Yeah, I think Schwab is the place to be because we've got what we think is the world's greatest trading platform and think or Swim. We've got a research and education platform that is built with the client first, putting information and analysis in their hands to make informed decisions. And we have the support and service that can't be matched. You know, we had one to one hundred and forty thousand client calls, all from tell me what an IPO is to how do I actually purchase the IPO and

how do I get involved? So I think at Schwab you get full end to end service from a person that can help you with great digital experience, a leading trading platform, and the research and insights that are going to what your interests at the forefront.
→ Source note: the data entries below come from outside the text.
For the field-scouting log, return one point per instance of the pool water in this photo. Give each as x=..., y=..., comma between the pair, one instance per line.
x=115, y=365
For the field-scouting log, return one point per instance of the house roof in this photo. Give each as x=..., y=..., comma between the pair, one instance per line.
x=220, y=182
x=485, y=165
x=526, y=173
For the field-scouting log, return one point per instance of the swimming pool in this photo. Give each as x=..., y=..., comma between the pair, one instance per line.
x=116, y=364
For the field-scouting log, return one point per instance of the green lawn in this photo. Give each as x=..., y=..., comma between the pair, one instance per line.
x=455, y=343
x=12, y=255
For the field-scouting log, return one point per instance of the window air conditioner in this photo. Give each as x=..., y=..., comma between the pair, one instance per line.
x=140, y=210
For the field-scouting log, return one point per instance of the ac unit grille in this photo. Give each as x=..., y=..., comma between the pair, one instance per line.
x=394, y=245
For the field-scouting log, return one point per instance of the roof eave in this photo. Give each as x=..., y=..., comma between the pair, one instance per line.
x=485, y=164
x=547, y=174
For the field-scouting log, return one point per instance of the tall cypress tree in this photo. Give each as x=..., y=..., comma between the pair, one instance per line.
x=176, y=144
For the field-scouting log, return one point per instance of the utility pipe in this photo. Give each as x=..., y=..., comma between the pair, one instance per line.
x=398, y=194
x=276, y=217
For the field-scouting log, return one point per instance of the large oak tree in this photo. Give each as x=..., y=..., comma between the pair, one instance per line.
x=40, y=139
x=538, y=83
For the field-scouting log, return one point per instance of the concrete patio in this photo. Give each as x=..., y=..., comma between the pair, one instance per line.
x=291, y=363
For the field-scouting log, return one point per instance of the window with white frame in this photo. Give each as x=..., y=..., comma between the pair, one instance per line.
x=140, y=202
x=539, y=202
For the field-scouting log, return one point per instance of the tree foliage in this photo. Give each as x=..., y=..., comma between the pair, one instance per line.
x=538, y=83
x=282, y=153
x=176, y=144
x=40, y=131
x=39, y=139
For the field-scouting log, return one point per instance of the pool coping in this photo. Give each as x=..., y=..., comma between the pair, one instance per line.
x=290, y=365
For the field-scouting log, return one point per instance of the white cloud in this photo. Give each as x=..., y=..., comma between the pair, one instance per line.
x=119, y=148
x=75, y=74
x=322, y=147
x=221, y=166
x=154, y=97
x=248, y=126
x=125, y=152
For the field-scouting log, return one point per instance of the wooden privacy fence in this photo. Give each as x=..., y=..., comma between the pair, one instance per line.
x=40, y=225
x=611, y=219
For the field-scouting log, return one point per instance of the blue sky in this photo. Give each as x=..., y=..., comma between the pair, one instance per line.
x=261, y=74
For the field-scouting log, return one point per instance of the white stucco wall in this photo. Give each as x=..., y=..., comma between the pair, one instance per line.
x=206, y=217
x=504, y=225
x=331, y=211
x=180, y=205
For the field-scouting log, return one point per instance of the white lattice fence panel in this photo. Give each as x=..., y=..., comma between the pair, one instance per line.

So that's why if you look at our trading activity, we handle the most daily average trades I think by double the next largest broker. So we do think we are the premier destination for trading in our country.

Speaker 2

Just real quick, real quick, Rick, I'm wondering if the FED is more hawkish and does raise rates, do you think that that's going to limit some of the profitability due to the contracting yield curve.

Speaker 3

For the company or for the company, we're well positioned and then if rates rise, that's generally beneficial to our company. But we're an all weather business model, and we've got three major sources of revenue trading activity, asset management and fee based revenue, and then revenue that comes from net interest margin. So we have a diversified business model can handle.

We think a lot of different environments, but in general, with the environment that we're seeing around rates, that only provides a tailwind for our business.